押し寄せる痛みの波と、そのなかでときおり、チカチカときらめく光。

なに?

なんなの? この感覚。

言葉なんかで表現できない。

異次元へトリップするみたい。


混沌とした意識のなかで、わたしは薄目を開けて、からだの上にのしかかり、薄明かりのなかでうごめいているヨシキさんを見た。

これまで見せたことのなかった、切なそうな表情。

額には、うっすらと汗が滲んでいる。

一瞬も逸らすことなく、ヨシキさんはわたしを悩ましげに見つめている。

この瞬間の、わたしのすべてを記憶にとどめておこうとするかのように。


「オレ、最高に幸せだよ。
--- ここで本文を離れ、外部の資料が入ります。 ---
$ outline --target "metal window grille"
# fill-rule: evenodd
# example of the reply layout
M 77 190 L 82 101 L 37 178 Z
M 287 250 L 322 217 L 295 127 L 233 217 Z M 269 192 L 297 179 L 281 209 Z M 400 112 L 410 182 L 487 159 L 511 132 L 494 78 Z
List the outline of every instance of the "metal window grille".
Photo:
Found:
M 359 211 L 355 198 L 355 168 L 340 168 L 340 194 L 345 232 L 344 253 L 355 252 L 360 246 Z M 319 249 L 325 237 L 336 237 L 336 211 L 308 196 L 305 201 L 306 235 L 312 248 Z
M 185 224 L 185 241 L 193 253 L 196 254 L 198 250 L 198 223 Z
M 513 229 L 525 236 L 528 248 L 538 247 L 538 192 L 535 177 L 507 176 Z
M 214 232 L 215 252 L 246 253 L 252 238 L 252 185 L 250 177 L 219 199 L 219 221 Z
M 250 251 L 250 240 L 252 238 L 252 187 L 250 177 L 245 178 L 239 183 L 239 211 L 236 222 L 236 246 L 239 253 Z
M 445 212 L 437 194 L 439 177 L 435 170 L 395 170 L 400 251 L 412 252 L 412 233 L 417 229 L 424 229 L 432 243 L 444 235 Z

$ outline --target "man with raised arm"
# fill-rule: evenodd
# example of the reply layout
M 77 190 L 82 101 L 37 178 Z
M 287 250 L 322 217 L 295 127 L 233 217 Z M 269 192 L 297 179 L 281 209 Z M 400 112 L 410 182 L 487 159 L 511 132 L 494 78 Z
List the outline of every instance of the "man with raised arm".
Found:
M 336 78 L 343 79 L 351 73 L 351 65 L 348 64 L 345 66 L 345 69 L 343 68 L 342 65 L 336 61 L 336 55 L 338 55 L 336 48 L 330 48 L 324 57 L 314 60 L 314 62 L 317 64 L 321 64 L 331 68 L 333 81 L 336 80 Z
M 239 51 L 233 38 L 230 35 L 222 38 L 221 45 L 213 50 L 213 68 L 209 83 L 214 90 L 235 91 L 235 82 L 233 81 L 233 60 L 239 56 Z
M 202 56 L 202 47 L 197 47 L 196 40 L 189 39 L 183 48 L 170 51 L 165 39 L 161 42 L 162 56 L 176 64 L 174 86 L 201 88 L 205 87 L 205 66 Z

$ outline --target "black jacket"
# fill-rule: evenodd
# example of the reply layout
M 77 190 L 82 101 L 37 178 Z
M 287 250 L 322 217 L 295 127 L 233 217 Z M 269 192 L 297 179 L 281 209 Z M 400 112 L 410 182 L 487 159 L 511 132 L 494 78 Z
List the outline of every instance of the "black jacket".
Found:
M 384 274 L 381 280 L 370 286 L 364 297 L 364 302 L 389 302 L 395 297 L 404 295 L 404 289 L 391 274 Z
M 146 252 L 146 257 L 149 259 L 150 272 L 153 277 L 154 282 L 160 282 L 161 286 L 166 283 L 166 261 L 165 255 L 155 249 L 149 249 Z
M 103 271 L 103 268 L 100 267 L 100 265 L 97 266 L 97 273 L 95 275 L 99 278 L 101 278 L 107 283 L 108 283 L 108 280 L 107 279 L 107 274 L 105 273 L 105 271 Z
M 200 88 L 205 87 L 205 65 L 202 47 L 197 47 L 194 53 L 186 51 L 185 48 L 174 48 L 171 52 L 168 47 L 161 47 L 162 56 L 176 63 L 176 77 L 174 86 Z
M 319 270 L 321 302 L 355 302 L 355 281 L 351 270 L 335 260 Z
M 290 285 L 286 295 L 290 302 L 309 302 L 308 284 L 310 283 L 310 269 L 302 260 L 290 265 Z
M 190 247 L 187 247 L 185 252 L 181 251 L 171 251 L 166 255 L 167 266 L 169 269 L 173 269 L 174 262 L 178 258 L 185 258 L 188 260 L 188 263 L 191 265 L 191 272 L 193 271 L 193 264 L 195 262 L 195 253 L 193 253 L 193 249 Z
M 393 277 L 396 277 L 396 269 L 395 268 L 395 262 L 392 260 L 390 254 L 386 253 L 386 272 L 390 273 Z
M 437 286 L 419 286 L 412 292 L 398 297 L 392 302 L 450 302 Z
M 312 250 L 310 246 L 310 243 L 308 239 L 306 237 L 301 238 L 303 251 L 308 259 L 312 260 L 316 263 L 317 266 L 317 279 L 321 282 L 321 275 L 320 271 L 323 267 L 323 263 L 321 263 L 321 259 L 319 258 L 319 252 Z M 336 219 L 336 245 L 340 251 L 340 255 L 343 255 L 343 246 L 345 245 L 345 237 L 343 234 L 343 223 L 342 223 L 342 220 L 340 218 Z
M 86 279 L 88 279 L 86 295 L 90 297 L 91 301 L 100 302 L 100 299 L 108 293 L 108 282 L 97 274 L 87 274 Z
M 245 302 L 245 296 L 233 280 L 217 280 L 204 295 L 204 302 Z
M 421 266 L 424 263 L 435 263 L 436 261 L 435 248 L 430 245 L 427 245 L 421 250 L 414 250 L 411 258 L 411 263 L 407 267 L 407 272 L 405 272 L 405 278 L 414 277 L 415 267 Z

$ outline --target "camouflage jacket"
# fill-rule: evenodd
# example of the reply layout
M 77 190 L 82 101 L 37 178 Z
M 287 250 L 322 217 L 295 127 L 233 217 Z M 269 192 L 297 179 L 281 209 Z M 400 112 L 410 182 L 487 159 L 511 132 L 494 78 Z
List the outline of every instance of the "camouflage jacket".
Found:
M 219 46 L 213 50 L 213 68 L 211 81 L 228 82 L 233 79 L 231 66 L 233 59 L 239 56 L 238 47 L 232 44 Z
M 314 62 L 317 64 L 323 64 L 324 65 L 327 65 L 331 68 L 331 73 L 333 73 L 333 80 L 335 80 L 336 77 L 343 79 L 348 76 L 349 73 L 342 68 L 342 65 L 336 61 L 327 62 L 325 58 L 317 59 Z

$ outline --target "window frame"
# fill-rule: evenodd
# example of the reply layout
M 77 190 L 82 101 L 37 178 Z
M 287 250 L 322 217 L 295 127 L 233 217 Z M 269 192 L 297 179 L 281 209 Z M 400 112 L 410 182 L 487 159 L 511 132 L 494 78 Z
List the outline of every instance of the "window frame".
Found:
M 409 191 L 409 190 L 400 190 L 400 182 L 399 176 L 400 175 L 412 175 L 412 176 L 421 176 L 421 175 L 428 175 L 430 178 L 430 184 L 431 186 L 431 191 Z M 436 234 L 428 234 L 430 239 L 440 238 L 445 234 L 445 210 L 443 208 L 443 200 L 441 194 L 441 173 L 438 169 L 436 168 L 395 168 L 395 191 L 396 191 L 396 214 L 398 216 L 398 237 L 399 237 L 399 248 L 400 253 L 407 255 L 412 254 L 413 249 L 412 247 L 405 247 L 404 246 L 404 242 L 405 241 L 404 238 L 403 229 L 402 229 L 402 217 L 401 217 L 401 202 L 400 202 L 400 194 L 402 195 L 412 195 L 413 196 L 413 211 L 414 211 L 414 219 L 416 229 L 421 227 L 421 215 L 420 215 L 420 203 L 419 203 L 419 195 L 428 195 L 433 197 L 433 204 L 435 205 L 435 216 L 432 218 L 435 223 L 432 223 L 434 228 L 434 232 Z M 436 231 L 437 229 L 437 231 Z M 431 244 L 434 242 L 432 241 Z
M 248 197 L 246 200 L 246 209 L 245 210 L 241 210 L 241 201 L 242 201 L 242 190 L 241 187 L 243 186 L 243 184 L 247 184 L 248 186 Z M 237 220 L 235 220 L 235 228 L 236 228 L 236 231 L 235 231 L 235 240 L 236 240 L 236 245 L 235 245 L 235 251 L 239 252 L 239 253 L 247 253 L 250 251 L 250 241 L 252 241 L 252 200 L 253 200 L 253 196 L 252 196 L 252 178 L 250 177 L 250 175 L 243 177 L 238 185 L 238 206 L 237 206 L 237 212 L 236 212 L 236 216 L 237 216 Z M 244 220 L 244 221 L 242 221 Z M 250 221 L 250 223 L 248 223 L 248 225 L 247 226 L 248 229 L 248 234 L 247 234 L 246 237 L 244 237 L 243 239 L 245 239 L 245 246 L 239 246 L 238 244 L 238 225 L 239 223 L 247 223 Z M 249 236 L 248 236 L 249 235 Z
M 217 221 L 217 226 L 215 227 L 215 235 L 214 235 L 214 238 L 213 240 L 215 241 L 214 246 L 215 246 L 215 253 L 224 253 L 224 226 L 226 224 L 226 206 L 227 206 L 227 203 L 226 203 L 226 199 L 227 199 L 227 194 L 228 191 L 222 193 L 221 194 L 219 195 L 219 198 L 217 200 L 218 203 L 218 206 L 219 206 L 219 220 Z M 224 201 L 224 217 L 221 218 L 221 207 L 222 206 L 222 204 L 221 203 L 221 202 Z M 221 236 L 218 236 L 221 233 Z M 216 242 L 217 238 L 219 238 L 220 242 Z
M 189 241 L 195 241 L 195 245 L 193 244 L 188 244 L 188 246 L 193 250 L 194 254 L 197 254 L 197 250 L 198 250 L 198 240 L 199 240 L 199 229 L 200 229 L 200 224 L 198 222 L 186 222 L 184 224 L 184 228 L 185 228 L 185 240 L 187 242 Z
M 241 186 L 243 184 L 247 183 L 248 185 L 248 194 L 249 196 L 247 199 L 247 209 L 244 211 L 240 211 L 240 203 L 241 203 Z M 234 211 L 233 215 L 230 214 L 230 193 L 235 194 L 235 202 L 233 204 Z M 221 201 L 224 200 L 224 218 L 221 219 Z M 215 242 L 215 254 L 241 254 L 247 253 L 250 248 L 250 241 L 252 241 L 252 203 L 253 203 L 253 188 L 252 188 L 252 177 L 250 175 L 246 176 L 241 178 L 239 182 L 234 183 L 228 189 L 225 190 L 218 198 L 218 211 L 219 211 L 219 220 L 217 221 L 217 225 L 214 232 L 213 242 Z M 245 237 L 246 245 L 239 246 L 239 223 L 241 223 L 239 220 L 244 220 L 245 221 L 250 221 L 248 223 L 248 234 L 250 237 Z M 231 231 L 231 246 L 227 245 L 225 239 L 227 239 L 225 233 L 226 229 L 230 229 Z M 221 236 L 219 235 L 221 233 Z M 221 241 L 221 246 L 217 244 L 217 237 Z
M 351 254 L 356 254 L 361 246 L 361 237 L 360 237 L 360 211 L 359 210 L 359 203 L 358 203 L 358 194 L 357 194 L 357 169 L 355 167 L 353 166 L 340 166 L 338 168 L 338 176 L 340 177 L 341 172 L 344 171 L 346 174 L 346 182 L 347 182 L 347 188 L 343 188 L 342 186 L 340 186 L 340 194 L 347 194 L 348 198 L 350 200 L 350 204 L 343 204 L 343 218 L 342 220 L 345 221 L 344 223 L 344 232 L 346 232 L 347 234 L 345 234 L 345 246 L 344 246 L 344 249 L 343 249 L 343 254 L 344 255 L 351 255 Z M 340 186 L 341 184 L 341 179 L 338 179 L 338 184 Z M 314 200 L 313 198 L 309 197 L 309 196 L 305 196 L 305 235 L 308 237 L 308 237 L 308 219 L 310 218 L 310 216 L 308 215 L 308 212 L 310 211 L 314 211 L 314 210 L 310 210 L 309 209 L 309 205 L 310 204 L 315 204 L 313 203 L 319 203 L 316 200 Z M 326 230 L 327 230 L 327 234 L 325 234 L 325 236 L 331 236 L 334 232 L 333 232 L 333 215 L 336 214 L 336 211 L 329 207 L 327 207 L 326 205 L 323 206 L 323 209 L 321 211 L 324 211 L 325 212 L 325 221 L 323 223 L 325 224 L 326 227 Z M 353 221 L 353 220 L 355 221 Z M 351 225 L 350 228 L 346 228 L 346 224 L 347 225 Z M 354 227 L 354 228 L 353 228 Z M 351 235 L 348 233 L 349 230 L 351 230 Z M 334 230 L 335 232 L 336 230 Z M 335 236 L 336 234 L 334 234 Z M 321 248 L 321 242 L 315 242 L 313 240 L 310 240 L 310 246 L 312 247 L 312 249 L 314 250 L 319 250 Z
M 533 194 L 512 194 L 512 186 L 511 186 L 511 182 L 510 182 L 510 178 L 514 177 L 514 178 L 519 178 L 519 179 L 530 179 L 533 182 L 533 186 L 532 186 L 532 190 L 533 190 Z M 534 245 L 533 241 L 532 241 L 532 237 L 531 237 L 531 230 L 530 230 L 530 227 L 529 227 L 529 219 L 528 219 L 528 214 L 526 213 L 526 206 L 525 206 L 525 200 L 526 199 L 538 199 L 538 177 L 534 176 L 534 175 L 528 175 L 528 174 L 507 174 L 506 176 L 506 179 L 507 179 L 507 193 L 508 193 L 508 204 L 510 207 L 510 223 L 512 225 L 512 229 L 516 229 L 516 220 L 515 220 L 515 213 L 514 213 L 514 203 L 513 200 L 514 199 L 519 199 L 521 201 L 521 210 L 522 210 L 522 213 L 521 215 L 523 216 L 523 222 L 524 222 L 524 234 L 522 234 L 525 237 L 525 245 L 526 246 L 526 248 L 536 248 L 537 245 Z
凛子ちゃんとこうして、ひとつになれて」


これまで見せたことのなかったやさしい微笑みを浮かべ、ヨシキさんはささやく。

なんだか、余計に愛おしさが募ってくる。

好きだという気持ちが溢れ出て、止まらない。

涙が出そう。

彼の首に腕を回し、わたしは思いっきり抱きしめた。

どんなにきつく力を込めても、足りない。

もっと彼のこと、包み込みたい。

からだのすべてで、受け入れていたい。

ヨシキさんのすべてがほしい。

ひとつになりたい。


この世に生を受けて17年と9ヶ月あまり。

それは、はじめて芽生えた感情だった。